Interpretable machine learning approach for predicting the workability and mechanical properties of betel nut husk fiber-reinforced concrete

Abstract

Natural fiber-reinforced concrete (NFRC) is gaining attention for its sustainability, cost-effectiveness, and biodegradability, making it a promising material for construction and repair. Betel nut husk fiber (BNHF) is being incorporated into concrete due to its eco-friendly, nontoxic, and biodegradable properties. However, traditional methods for measuring slump, compressive strength (CS), and split tensile strength (STS) are often time-consuming, labor-intensive, and costly. To address this, machine learning (ML) models offer an efficient alternative for predicting these properties, enabling faster and more economical adjustments to BNHF-reinforced concrete mixes. This study explores the use of five ensemble ML models: Random Forest (RF), XGBoost, CatBoost, AdaBoost, and LightGBM to predict slump, CS, and STS. Model performance was evaluated using five metrics: coefficient of determination (R²), root mean square error (RMSE), normalized root mean square error (NRMSE), mean absolute error (MAE), and mean absolute percentage error (MAPE). The results showed that the CatBoost model performed best in predicting slump and CS, with R² values of 0.989 and 0.918, and RMSEs of 2.116 mm and 1.986 MPa, respectively. For STS, XGBoost outperformed other models, achieving an R² of 0.862 and an RMSE of 0.406 MPa on the test set.
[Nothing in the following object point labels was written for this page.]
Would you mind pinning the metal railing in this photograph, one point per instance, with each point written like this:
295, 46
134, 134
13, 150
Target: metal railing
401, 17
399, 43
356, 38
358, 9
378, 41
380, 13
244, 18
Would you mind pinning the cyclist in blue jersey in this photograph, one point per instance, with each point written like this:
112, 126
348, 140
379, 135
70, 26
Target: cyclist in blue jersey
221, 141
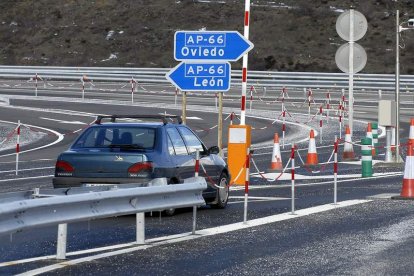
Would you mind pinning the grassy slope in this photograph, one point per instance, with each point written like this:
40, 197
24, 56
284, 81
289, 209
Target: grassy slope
73, 32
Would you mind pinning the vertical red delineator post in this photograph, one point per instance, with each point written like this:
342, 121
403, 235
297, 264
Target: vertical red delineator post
197, 164
335, 168
251, 97
292, 156
320, 123
283, 127
246, 184
18, 147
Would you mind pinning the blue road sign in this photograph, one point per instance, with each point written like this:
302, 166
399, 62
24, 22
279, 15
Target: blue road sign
209, 45
201, 76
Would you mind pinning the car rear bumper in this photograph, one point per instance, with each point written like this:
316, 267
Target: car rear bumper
67, 182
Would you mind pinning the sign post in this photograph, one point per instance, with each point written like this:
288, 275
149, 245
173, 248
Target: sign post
351, 58
205, 66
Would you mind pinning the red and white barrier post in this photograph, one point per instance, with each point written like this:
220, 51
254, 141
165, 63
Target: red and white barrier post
176, 95
251, 97
18, 147
309, 99
197, 163
328, 105
335, 169
320, 123
246, 185
245, 62
292, 156
283, 128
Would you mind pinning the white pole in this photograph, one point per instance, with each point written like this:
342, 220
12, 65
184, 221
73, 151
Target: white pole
61, 242
351, 72
245, 62
397, 88
140, 228
335, 169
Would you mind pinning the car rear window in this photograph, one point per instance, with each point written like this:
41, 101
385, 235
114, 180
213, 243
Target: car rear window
105, 137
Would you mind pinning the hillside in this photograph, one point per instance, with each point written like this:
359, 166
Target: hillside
296, 35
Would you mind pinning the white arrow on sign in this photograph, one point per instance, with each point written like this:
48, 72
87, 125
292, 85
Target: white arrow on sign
64, 122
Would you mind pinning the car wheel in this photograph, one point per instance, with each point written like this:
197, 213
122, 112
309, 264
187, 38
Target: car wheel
170, 212
222, 192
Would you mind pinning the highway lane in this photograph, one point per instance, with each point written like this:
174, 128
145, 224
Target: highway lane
123, 231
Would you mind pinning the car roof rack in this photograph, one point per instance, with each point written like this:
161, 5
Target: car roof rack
113, 118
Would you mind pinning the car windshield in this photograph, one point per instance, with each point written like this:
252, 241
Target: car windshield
114, 137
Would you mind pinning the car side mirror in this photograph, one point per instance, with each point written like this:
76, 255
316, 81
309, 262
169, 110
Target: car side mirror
214, 150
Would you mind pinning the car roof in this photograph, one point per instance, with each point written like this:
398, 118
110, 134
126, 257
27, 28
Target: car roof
141, 124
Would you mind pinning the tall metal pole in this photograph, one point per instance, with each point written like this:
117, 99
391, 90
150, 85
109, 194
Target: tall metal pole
351, 71
397, 86
220, 124
184, 108
245, 59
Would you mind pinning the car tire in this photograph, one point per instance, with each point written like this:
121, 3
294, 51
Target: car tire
222, 196
170, 212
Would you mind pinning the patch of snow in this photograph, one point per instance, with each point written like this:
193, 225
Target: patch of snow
111, 56
336, 9
109, 35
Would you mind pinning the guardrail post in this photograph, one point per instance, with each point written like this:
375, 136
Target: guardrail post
140, 226
18, 147
61, 241
194, 219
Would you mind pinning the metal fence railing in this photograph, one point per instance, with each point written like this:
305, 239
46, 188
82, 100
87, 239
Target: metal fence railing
264, 78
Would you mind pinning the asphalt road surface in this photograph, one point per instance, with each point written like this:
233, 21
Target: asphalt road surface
366, 233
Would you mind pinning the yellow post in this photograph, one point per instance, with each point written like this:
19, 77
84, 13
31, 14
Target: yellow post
238, 143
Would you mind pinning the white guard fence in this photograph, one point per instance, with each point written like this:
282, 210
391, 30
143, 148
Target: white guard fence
384, 82
35, 208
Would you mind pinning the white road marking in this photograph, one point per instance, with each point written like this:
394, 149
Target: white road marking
32, 169
26, 178
184, 237
64, 122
SHapley Additive exPlanations (SHAP) analysis indicated that BNHF percentage and fiber content had the greatest influence on slump, while curing time was the most significant factor affecting both CS and STS. The findings demonstrate that CatBoost and XGBoost can accurately predict the mechanical properties, offering a practical alternative to extensive laboratory testing and enabling time and cost savings in construction.